Even worse, his disciples ask Jesus to send her away – given the context, they likely would have said, “Jesus! This woman’s offensive! She keeps shouting at us! She doesn’t know her place! Tell her to shut up and go away!”

Jesus finally answers this woman, and he tells her, “I was sent only to the lost sheep of the house of Israel.” In other words, he is not to help the likes of her. Again, she begs of him – “Lord, help me.”

And Jesus calls her a dog.

Jesus utterly dehumanizes this woman, who is kneeling before him, begging for her daughter to be healed. Calling a Canaanite a dog was a familiar insult of the Israelites of Jesus’ time. Perhaps each of us can think of insults that we have heard, that could be the modern day equivalent – something we’ve heard used, or used ourselves, or something that’s been used against us.

If this bothers you? It should. I am not going to try to soften it, or explain it. Jesus utterly disappoints me in this moment. Jesus hurts my heart with his behavior. Even if Jesus were being, say,  tongue in cheek… even if Jesus was just following cultural and societal norms of his time… Even though I know that Jesus is both divine and HUMAN…this passage crushes me every time I read it.

So it’s a good thing I wasn’t that woman, because I may have slumped away crying. But no – not this unnamed Canaanite woman. She doesn’t give up. She doesn’t slump away. She violates societal boundaries, because she believes that she and her daughter deserve God’s mercy. So – she persisted!

Jesus has said to her: “It is not fair to take the children’s food and throw it to the dogs.” And she replies, “Yes, Lord, yet even the dogs eat the crumbs that fall from their masters’ table.”

In this interaction, Jesus is forced to confront his own prejudice – his own bias. In this interaction, there is a reversal of roles: the great teacher learns from this ostracized, minority woman. This woman understand that God’s mercy is great – that it doesn’t end with Israel, that it overflows to all the nations and peoples of Creation. She has an unshakable conviction that she deserves God’s mercy – that her daughter deserves God’s mercy.

So then, Jesus returns to being the Jesus that I’d prefer him to be. He says to her, “Woman, great is your faith! Let it be done for you as you wish.” And her daughter was healed instantly.

So, what are we to learn? In my opinion, Jesus messed up when he was confronted with something and someone he didn’t understand. But he was able to learn from the experience, and to change. We are to learn by this example of Jesus, that we too are to learn from those who are ostracized, from those that we have ostracized. This lesson can be broadly received, but I hope it can be especially useful to those of us who are white. We need to learn from our kin of color. We need to learn from those who have been disempowered. Sometimes it is indeed quite right for us to say nothing, for it is what comes out of us that defiles – and instead listen. We can listen today – we can do it here in this sanctuary, or out on the Green. We can listen via social media – Twitter, Facebook, blogs, and articles.  We can listen to colleagues, neighbors, and others around us. And then we can let them lead in the way this Canaanite woman did – and then follow.
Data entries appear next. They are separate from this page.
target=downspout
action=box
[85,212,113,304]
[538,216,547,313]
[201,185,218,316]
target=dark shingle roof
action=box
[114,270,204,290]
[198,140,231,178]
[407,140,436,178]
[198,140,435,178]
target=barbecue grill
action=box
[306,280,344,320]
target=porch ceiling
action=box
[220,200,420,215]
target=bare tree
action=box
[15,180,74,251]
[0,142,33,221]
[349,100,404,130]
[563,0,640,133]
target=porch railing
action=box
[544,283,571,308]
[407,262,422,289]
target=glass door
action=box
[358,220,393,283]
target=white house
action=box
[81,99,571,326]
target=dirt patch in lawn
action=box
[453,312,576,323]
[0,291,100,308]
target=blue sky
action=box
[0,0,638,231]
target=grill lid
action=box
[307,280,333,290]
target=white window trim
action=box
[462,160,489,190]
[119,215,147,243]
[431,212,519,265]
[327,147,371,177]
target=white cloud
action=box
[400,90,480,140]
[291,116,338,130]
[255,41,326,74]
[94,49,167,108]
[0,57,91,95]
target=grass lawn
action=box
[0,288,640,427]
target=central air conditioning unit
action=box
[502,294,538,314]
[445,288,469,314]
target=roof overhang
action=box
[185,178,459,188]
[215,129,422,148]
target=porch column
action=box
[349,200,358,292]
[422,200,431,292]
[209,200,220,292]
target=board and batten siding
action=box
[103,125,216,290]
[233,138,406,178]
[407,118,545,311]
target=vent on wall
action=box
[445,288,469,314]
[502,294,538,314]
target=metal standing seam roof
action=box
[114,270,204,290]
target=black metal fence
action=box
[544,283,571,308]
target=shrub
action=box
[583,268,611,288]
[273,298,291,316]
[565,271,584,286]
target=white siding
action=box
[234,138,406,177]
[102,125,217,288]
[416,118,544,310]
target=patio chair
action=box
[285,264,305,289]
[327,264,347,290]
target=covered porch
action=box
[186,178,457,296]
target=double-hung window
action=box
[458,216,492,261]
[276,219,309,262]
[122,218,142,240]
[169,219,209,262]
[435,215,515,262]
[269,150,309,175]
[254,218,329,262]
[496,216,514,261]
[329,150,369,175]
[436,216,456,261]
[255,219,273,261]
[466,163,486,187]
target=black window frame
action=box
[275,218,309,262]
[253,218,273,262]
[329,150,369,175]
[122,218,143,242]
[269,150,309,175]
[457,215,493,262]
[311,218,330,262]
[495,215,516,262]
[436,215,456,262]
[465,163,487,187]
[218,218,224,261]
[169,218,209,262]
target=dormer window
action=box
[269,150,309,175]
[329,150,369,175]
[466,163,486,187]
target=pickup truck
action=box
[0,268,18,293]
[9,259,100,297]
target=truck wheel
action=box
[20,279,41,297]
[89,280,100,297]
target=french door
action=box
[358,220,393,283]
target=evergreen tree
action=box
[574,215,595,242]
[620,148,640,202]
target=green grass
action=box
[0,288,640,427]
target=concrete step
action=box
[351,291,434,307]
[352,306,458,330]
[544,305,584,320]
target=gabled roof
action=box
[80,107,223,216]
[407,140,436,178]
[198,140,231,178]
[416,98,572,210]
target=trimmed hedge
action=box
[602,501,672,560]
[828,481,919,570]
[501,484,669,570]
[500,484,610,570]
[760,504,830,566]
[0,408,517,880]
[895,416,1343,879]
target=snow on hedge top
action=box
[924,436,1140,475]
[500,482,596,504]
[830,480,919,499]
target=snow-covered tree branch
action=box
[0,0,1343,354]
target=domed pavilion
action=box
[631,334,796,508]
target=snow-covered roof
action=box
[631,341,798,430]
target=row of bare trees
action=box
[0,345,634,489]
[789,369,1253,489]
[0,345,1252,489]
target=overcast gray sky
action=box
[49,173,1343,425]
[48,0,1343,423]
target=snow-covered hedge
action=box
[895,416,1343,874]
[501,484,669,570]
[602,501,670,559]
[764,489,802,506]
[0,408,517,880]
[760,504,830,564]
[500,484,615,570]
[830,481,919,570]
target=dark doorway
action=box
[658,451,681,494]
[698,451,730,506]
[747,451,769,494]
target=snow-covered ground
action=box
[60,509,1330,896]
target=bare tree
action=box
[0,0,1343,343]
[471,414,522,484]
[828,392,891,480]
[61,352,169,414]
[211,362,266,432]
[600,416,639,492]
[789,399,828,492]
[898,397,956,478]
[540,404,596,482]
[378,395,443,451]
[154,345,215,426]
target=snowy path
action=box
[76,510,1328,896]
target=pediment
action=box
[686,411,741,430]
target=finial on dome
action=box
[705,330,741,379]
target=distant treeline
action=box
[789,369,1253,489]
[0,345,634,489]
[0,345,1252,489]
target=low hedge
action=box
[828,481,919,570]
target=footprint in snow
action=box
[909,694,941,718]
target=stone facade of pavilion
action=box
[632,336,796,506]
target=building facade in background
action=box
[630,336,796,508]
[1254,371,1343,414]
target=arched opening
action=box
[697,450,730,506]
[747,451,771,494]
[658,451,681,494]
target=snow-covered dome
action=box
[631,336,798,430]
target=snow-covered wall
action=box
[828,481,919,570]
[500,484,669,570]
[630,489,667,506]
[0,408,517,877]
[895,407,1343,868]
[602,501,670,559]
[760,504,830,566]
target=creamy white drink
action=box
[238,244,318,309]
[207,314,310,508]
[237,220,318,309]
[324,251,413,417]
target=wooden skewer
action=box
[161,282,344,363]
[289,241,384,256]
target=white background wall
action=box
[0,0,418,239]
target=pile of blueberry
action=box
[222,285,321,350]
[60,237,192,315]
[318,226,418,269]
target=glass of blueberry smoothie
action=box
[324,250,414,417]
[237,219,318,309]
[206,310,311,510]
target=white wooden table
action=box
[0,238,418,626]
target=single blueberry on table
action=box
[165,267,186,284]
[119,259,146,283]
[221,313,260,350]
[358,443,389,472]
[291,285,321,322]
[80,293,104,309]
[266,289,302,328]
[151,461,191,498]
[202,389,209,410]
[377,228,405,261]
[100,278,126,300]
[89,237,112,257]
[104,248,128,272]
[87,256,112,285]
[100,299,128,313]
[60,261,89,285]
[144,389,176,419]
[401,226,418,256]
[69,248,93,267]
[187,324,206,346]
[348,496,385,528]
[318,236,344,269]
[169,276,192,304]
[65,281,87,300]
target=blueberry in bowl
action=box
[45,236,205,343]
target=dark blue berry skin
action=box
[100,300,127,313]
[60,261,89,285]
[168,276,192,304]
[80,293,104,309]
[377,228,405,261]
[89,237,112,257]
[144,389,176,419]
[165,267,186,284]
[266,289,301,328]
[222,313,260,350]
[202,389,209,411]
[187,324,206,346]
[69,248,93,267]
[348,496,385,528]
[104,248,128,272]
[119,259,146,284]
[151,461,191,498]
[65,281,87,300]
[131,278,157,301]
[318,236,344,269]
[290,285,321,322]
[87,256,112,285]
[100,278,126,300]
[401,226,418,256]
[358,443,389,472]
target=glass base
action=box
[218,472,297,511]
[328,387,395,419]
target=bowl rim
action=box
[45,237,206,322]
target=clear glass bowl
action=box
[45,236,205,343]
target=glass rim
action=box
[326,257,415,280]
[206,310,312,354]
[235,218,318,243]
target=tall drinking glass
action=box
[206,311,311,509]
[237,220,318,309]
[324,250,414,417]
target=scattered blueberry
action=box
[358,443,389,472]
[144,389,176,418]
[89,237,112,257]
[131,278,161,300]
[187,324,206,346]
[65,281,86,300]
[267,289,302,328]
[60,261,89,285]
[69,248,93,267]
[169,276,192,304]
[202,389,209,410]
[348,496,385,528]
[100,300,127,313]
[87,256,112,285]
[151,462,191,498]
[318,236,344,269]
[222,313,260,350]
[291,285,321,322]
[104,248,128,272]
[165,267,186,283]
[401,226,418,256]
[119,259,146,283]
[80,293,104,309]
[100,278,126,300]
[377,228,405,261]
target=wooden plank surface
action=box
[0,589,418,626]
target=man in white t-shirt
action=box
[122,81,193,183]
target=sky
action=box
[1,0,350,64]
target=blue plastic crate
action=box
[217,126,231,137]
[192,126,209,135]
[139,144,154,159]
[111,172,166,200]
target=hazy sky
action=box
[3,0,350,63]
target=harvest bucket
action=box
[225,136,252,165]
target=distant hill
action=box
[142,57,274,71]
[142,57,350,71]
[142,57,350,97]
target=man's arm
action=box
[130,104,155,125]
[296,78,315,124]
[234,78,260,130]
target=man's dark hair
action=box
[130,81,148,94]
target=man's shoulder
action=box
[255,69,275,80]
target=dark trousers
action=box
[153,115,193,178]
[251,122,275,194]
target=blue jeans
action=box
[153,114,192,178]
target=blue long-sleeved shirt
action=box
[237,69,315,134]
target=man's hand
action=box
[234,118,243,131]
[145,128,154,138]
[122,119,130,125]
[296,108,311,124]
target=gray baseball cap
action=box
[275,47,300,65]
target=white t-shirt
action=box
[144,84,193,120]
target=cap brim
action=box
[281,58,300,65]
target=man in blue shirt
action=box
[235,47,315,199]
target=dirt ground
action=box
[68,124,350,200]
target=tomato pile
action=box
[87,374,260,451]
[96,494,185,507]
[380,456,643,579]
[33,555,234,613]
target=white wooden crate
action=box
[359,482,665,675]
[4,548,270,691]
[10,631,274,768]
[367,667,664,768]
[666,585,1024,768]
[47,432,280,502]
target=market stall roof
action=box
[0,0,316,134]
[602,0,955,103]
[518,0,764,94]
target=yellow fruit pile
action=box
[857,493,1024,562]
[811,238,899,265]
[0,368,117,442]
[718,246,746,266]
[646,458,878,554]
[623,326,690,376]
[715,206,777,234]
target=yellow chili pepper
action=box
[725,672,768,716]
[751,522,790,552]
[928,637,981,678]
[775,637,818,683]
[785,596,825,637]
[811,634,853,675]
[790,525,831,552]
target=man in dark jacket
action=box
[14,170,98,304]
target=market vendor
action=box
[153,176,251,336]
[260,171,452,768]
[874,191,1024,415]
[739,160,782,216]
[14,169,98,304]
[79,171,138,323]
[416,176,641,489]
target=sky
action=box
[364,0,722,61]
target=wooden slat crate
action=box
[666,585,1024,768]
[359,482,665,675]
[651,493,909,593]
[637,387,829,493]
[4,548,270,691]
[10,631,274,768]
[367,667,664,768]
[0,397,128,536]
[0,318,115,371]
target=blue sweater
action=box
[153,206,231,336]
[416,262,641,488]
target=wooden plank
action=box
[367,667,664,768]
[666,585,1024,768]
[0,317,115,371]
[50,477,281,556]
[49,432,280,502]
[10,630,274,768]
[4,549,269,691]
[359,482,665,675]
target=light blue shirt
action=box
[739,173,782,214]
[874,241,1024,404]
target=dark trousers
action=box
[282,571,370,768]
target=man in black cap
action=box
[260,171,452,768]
May we all follow daily in the blessed steps of Jesus. And as a church community, may we choose to be present to each other, and to positive change as it happens – may we always choose faith over fear.

This sermon needs to end here, but the conversation doesn’t. I look forward to continuing it with you.

AMEN.

 

*credit to Iwan Russell-Jones for this quote, in David Lyon Bartlett and Barbara Brown Taylor, Feasting On the Word, Preaching the Revised Common Lectionary (Louisville: Westminster John Knox Press, ©2008-2011), 357.